Fifty years after Durrell’s visit, my wife and I were back in New Zealand. Annabelle, our volunteer guide, beckoned us past the toilet block, behind the café and visitor centre on Tiritiri Matangi Island, a climatically benign sanctuary in the Hauraki Gulf near Auckland. And there they were, half a metre high, gleaming blue-black and greenish feathers, beaks like the ends of a bright red anvil: a pair of takahe. It was a creature I thought I’d never see. But if the somewhat bow-legged, lumbering parents were astonishing enough, the chick was something to behold: fluffy, grey-black and reminiscent of a miniature B-movie tyrannosaurus in its unsteady pursuit of its parents. No match for a rat or a stoat. Turning back the clock to a mammal-free New Zealand seems to be working, in the sense that these heavyweight relatives of moorhens, coots and swamphens can survive and breed again in the lowlands, provided that they are maintained in places where predators are kept away.
One might reasonably ask how come they were on the lawn near the toilet block rather than in the ‘native bush’ that everyone was trying to restore?
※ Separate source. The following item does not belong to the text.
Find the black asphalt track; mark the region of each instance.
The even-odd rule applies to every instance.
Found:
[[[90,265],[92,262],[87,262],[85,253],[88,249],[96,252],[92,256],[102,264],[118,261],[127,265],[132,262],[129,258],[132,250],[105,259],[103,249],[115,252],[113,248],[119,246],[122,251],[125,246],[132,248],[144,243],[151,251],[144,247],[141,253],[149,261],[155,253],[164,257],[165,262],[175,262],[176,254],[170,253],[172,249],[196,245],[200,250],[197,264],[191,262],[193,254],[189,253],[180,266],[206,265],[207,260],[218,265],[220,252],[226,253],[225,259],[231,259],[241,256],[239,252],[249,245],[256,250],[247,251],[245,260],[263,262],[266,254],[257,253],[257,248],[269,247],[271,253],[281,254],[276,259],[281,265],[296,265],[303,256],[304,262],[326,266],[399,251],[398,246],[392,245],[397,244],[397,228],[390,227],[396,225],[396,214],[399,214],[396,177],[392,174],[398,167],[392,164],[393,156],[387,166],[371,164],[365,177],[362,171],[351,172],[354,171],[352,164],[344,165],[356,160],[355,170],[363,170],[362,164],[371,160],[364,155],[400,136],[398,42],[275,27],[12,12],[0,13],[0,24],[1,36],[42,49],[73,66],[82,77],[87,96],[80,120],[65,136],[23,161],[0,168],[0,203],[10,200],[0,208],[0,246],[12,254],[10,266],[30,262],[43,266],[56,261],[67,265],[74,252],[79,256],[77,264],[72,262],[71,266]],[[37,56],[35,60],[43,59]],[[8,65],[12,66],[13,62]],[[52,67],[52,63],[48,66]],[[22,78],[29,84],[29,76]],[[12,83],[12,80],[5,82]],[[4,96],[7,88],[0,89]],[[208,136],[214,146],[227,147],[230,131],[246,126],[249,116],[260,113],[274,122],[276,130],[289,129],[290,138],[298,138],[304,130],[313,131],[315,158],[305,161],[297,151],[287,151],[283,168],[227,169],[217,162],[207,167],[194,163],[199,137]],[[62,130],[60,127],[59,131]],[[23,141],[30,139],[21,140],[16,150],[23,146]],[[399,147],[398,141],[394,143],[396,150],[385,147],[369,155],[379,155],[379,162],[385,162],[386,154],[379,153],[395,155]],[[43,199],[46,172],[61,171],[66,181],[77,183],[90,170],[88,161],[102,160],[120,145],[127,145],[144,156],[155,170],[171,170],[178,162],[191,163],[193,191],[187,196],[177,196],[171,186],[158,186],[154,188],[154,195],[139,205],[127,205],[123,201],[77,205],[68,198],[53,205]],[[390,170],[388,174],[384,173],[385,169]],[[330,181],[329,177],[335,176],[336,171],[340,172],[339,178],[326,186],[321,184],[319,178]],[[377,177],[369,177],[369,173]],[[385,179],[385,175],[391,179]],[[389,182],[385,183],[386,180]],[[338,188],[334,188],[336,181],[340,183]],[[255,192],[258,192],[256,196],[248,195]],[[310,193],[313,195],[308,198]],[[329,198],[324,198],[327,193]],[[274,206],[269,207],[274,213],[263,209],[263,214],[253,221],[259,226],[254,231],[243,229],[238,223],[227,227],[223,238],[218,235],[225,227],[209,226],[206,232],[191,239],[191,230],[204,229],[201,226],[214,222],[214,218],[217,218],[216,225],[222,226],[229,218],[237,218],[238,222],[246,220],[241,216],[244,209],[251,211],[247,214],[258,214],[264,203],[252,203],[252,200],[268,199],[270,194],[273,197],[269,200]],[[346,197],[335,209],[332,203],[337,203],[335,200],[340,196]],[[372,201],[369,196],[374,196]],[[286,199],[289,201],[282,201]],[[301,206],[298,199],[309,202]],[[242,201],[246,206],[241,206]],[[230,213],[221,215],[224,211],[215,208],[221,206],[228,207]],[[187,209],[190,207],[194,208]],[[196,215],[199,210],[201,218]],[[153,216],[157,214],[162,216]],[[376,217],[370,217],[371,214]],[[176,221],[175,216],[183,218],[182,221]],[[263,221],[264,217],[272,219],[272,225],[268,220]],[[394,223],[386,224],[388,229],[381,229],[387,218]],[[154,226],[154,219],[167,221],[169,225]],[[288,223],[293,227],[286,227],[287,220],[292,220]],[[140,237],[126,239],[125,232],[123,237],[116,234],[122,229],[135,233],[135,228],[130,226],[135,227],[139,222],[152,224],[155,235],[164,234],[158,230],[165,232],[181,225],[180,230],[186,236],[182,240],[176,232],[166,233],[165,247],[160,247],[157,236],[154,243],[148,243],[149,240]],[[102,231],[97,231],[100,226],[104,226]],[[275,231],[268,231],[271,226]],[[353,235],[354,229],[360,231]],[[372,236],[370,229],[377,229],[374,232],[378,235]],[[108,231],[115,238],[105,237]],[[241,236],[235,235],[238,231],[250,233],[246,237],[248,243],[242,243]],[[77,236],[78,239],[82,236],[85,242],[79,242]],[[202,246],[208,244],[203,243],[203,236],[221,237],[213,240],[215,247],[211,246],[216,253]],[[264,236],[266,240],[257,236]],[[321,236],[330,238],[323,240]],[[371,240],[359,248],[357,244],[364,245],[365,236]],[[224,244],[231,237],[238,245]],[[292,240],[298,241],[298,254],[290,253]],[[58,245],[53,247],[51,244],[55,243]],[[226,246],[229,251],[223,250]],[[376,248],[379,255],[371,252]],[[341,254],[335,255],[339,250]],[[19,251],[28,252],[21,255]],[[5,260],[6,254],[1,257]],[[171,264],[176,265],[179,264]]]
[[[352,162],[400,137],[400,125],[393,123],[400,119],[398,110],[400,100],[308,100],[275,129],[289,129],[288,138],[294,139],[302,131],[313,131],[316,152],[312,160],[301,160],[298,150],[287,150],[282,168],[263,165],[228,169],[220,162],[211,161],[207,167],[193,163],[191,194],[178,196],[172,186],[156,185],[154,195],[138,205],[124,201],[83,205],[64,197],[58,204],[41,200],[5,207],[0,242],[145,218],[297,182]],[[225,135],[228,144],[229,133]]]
The answer, it seems, was that the gangling mini-monster and its corpulent parents were fattening themselves on a diet of the nutritious European-origin grassland plants that dominated the lawns, eschewing the tougher native vegetation. The flora that the takahes have been tucking into has more in common with my own meadow 18,000 kilometres away than it does with the remnant native bush a mere ten metres from where the birds were feasting. Not all foreign species are bad for takahes, and the removal of predators is only a façade of re-creating the past. From the takahe’s perspective, successful alien mammals are terrible but successful alien plants are delicious. Another odd feature of this remarkable project is that there is no historical record of a takahe having ever lived on Tiritiri Matangi, and those that live there today are South Island takahe rather than the now-extinct and larger North Island takahe, which used to live on the neighbouring mainland. Both species of takahe did live in the lowlands previously, but not, as far as we know, on Tiritiri Matangi itself.